The Notable Specimens section of the current (2013) Bowers reference is not an official Condition Census, nor was it meant to be. Much of the information was compiled in the early 1990s as part of the two-volume Silver Dollars & Trade Dollars of the United States, A Complete Encyclopedia. Together, these two references are still the only published source of census information about the early dollars. The finest piece listed in the 1993 Bowers & Borckardt Notable Specimens was an MS63 Auction '90 specimen, except that is actually a B-13 (BB-24) dollar.
Today, we know that the Cardinal Collection included an AU58 PCGS specimen in 2005, and the catalogers at that time felt it was the finest known. Another AU58 example (certified by NGC) appeared in our ANA Signature auction of July, 2005. Other notable coins include an AU55 appearing in the 1987 Bowers and Merena sale of the Saunders Collection, and the AU55 Hesselgesser specimen. Another high-grade piece includes the Atwater specimen, a Mint State coin with heavy planchet lamination defects. Thereafter, about a dozen XF pieces exist.

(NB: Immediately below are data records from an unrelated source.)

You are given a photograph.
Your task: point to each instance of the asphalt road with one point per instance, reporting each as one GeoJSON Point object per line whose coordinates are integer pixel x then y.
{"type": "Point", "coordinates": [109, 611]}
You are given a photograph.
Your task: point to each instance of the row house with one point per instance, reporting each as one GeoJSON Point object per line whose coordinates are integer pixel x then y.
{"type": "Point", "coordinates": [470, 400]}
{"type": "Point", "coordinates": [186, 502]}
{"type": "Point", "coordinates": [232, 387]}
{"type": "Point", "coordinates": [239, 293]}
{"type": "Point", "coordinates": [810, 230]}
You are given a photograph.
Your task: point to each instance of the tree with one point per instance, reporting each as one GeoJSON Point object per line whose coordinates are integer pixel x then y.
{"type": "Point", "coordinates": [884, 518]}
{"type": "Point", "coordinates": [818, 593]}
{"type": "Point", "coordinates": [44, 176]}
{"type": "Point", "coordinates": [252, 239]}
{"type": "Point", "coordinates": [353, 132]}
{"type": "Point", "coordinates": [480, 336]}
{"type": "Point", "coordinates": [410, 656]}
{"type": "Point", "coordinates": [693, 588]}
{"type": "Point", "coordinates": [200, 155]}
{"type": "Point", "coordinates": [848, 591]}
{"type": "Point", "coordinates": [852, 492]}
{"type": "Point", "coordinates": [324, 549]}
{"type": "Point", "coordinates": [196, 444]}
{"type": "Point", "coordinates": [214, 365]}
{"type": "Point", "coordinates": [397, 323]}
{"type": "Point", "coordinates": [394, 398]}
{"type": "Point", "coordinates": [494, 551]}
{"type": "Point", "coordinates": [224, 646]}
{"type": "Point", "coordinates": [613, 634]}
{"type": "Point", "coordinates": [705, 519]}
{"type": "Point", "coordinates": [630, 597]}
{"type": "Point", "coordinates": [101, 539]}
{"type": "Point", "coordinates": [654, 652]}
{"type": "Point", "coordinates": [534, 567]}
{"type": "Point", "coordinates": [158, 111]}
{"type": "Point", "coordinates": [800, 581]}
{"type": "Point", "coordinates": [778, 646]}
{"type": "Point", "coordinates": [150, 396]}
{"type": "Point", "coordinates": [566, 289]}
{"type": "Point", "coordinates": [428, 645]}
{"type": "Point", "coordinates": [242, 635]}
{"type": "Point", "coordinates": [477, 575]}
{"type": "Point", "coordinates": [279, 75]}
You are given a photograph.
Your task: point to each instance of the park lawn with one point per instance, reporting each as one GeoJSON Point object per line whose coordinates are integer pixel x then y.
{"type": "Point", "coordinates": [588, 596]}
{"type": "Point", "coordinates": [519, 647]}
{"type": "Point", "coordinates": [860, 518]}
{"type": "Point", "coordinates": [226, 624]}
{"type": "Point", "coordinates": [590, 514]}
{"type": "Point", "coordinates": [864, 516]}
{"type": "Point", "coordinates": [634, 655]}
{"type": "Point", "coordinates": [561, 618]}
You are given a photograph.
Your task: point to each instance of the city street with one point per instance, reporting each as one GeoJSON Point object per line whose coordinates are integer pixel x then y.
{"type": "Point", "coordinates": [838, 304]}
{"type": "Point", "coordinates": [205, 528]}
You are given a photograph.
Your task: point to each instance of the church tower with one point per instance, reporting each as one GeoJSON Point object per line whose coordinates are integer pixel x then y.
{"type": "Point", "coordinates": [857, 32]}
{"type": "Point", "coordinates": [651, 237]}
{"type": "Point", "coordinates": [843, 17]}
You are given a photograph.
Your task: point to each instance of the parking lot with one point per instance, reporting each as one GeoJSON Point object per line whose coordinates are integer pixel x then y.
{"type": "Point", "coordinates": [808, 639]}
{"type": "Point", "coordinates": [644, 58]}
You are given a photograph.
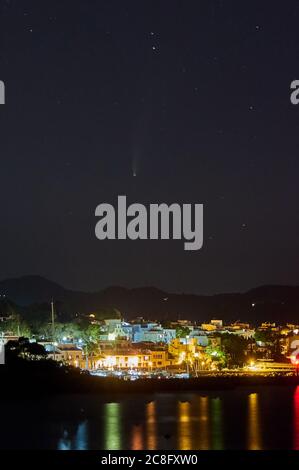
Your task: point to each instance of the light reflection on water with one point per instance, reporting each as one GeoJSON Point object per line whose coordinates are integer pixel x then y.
{"type": "Point", "coordinates": [296, 419]}
{"type": "Point", "coordinates": [266, 418]}
{"type": "Point", "coordinates": [254, 425]}
{"type": "Point", "coordinates": [197, 423]}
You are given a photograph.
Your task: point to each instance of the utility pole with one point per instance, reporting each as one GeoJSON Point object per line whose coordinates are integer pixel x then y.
{"type": "Point", "coordinates": [53, 328]}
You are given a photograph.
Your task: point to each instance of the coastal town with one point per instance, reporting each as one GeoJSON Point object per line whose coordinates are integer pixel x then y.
{"type": "Point", "coordinates": [152, 348]}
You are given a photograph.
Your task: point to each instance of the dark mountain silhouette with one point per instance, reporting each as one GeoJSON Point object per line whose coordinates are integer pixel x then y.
{"type": "Point", "coordinates": [266, 303]}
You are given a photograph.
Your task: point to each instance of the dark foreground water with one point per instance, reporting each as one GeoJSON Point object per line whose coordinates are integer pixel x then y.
{"type": "Point", "coordinates": [264, 418]}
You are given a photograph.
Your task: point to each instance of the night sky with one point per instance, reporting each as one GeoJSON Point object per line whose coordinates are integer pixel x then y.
{"type": "Point", "coordinates": [193, 94]}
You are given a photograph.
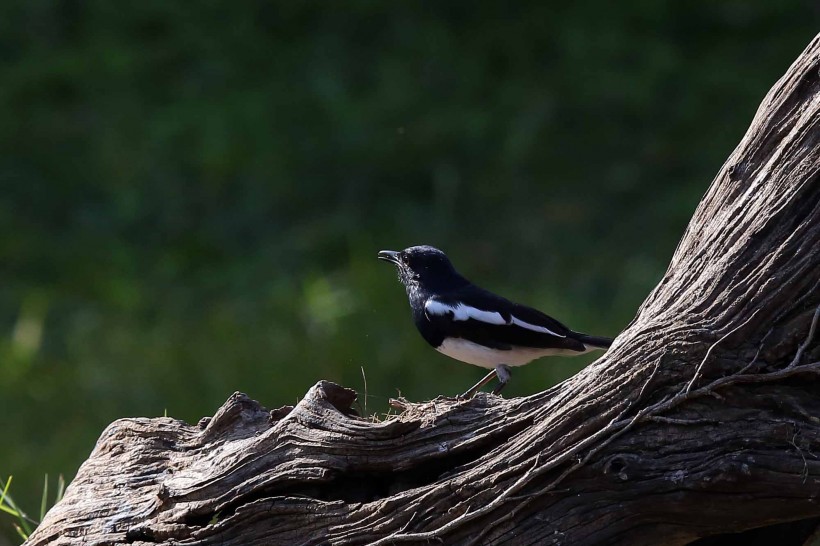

The present MS62 NGC dollar is, in our opinion, the finest known B-9, BB-13 silver dollar, clearly finer than any of the above-listed candidates. This lovely dollar has light silver-gray surfaces with full frosty mint luster beneath wisps of champagne toning. Faint adjustment marks at the central obverse cause strike weakness at the central reverse. A shallow abrasion between UNITED and STATES plus some small streaks of medium-gray toning appear on the reverse. Here is a splendid Mint State early dollar for the advanced variety specialist, and a rare opportunity for the connoisseur of Flowing Hair dollars.
Ex: FUN Signature (Heritage, 1/2013), lot 5715.